On health education: Getting an M.P.H for health education is hit or miss, as it's not really necessary to be a health educator. I worked in health education before pursuing my degree. It will improve your chances on jobs and make you more competitive, but experience is a lot more important for health education than a Master's degree. Most of the people I know in health education have just a BA (in anything...my boss had hers in Spanish) and/or have a Master's in Higher Education. At my job, there was only one person with an M.P.H and she worked higher up in the organization and not as a health educator. An M.P.H makes you more competitive, and makes jobs that do development or implementation of health behavior interventions/programs much easier instead of doing more of the "on-the-ground" health education work. You're more likely to have a job as "Program Coordinator" in a nonprofit than a caseworker or a health educator, but you may end up doing a mixture of all of this type of work. Have you tried getting a Health Educator position with your Bachelor's first? Building your resume would help you get into an M.P.H program, and help you find out if it's something you actually want to do. Most M.P.H programs want relevant experience, anyway.
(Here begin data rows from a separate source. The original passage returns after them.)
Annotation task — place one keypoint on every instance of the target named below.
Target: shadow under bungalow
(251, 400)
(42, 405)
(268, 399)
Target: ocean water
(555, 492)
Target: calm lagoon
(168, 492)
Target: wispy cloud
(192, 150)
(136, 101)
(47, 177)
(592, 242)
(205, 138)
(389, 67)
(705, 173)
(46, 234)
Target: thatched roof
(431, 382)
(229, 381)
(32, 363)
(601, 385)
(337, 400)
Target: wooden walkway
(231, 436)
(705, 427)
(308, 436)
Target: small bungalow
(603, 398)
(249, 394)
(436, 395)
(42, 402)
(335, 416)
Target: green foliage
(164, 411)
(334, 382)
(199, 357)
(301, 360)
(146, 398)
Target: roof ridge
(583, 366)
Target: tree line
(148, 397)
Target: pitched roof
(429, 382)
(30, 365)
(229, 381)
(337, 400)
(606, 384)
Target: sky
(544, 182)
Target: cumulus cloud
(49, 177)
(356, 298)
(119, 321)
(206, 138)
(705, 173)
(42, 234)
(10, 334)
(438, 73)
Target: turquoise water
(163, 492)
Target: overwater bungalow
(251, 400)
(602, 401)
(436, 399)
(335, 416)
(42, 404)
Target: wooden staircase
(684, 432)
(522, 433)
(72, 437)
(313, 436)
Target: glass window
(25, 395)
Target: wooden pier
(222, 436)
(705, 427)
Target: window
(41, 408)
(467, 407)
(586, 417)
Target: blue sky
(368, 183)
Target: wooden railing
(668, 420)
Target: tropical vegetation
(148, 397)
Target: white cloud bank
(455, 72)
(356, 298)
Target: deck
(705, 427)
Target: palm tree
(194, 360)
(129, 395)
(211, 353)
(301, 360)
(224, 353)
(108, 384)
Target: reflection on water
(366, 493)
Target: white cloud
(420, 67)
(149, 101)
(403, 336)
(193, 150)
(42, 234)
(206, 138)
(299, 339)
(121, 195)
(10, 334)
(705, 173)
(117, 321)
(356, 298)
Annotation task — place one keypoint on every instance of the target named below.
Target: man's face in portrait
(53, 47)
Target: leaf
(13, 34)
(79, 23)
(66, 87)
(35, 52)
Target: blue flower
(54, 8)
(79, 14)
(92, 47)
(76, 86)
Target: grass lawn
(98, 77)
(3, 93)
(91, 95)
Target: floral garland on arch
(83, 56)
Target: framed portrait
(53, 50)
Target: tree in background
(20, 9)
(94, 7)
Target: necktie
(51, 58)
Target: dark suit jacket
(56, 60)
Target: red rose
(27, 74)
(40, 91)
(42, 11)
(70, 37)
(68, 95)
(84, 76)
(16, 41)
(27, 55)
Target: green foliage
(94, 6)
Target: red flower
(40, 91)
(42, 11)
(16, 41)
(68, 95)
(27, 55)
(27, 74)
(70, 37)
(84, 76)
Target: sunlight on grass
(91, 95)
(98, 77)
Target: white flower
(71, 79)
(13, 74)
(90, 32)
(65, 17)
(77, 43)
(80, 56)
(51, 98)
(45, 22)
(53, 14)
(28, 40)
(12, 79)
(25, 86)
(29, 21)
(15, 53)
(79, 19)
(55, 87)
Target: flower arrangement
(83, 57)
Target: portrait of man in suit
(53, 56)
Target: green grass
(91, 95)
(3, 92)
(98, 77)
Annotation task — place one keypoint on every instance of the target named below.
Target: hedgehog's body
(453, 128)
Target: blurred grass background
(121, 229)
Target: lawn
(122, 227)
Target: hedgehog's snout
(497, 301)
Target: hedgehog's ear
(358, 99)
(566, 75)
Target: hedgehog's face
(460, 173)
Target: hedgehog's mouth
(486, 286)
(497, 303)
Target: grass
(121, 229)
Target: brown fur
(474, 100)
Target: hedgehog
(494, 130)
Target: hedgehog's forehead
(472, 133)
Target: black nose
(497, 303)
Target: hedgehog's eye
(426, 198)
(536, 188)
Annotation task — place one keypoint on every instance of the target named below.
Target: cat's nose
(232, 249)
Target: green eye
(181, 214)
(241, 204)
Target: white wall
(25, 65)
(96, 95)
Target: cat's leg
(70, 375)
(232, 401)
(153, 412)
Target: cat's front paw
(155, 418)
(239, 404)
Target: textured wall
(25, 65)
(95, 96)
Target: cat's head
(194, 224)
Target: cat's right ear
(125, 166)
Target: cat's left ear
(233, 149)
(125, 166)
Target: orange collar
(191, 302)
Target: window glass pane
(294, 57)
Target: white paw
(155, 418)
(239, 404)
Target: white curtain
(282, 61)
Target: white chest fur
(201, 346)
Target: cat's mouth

On health research...do you want to go into research? First, I wouldn't say you're guaranteed any more jobs than a health educator unless you land a gig at the NIH or something. And for the particular M.P.H degree, it's practice based, for the most part. Granted, most people that end up doing health behavior research get an M.P.H first, but you're right that you'd probably need a PhD in either Public Health or in Health Psychology, and that's a huge commitment, the programs are usually very competitive, so if research isn't actually what you want to do, it'd be a waste of your time. Most people in my program don't want to do research, and I go to a top research school. It's not for everybody. I love research, but it's hard, and if you want to go into practice that you get to see your work make a direct difference to people, research can sometimes be fairly unrewarding as it takes years for anything you do to make a direct difference...if it even ever gets published, or the work ever gets used for an intervention.

Look into the programs. Public health is basically the coolest career in the world, but the programs are expensive, the jobs are not always there, and don't waste your time doing something you don't want to do.